The lawsuit also includes an email exchange from Cupp’s office and Attorney General Dave Yost’s office, with Michael Walton, an associate assistant to the attorney general, writing that he agrees with the House leadership’s interpretation of the qualifying timeline.

In an email dated Jan. 7, 2022, Heather Blessing—Cupp’s deputy chief legal counsel—asked Walton for legal guidance on CRMLA’s initiated statute petition.

“My initial conclusion is that since a petition meeting all the constitutional requirements was not submitted more than 10 days before the commencement of the second regular session of the 134th [General Assembly], if the cannabis petition committee submits the additional signatures thereafter, the Secretary must withhold transmitting the petition until the first regular session of the 135th GA,” Blessing wrote. “I’m just looking for your thoughts on this interpretation.”

Walton responded on Jan. 11: “Based on a cursory review, I agree with your interpretation.”

It wasn’t until late March that statehouse insiders were “buzzing in recent days” that GOP leaders in the House and Senate were prepared to argue that the CRMLA initiative doesn’t qualify for the November 2022 ballot, according to a Gongwer, a statehouse news source. Cupp acknowledged but would not confirm that claim at the time.
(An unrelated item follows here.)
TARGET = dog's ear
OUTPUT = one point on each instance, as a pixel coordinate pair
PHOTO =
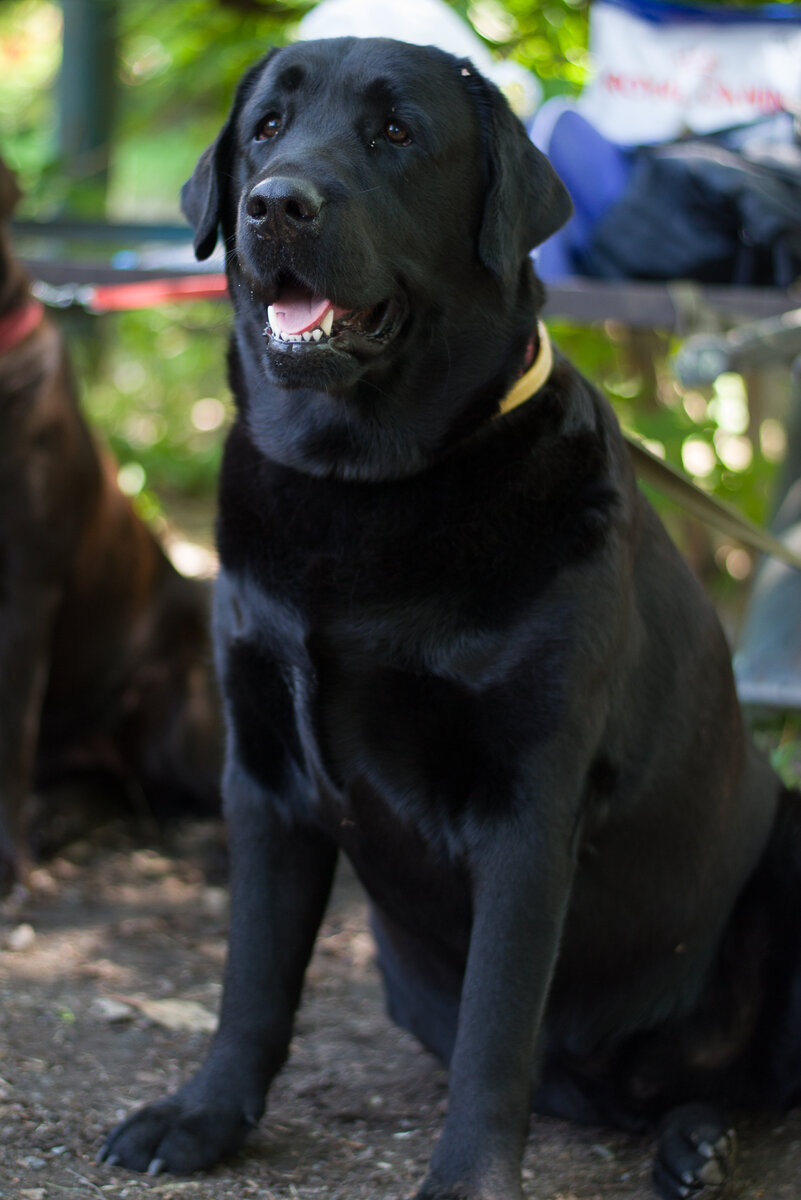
(525, 199)
(202, 196)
“I am waiting on a legal memo from our folks, so I can’t answer the question just yet, but I might have an answer soon,” Cupp told the news service.

Because of the uncertainty associated with the differing interpretations of the timeline necessary for CRMLA’s proposed initiative to qualify for the November 2022 ballot, the group’s plaintiffs are seeking expedited consideration of their lawsuit claims for declaratory relief.

Should CRMLA be granted expedited consideration and a judge rule in the group’s favor, then the legalization advocates would need to submit an additional 132,877 valid signatures (roughly 266,000 total) by early July to put their proposal directly to the voters in November.